PravoSud is a Kyiv-based start-up that has launched a platform that lets users prepare for litigation - a one-stop online environment for a lawyer. Using open data and machine learning algorithms, a legal professional can analyse legal precedents, search for normative legal acts, analyse a judge's approach to examining a specific category of cases, run a background check on an opponent or contracting party in the context of current or past court cases, monitor judicial proceedings and legal precedents.
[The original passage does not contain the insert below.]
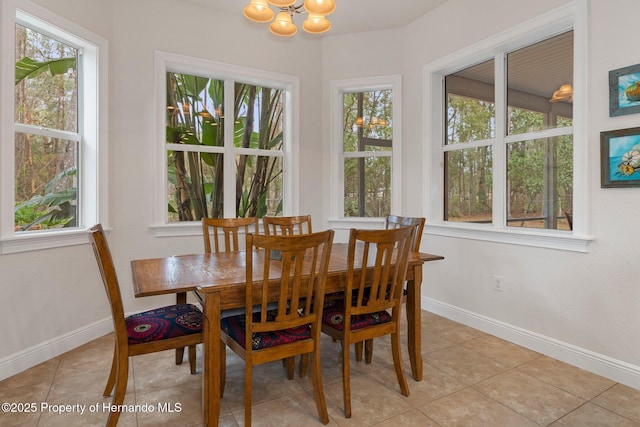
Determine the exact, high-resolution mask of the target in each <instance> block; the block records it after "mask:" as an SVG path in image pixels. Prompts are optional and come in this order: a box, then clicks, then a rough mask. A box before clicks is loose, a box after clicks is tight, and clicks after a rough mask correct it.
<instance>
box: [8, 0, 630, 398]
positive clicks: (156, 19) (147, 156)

The project was launched by lawyers who, back in 2017 when data from the Uniform State Judicial Register became openly available, came up with the idea to create a service for finding and analysing court decisions. The highlight of the service - statistics on the performance of a particular judge - has made the service popular among legal practitioners and law firms. Automation of the analysis of court records is a global trend, which is why such services as PravoSud are no longer a novelty but more like an essential tool in the toolkit of lawyers. In 2019, the team won the international competition EuroAsian Startup Awards as best Big Data start-up. The project currently has 6,500 users, and this number is constantly rising. PravoSud offers different rate plans - from daily to professional - which is why the client base of the service includes not just individual lawyers but also the corporate sector: agribusiness companies, banks, flagship law firms, associations of lawyers, etc. The project recently accepted a cooperation offer from the department of legal sciences at Kyiv-Mohyla Academy, where all students and professors at the department have unlimited access to the system and use it as part of their study process. This means that the project will have a great social impact on the promotion of the culture of digital technology usage in day-to-day work of legal practitioners.

More and more Ukrainian start-ups are using open data to create services used by millions of Ukrainians. These projects create both economic growth and stimulate innovation and have a tremendous social impact. Still, Ukrainian start-ups based on open data face not just the common for all start-ups challenges but also the problems concerning the quality and availability of open data needed to create and improve their projects. The competitions, like Open Data Challenge, and support from the Ministry of Digital Transformation help them to mitigate risks and create new opportunities for growth and development.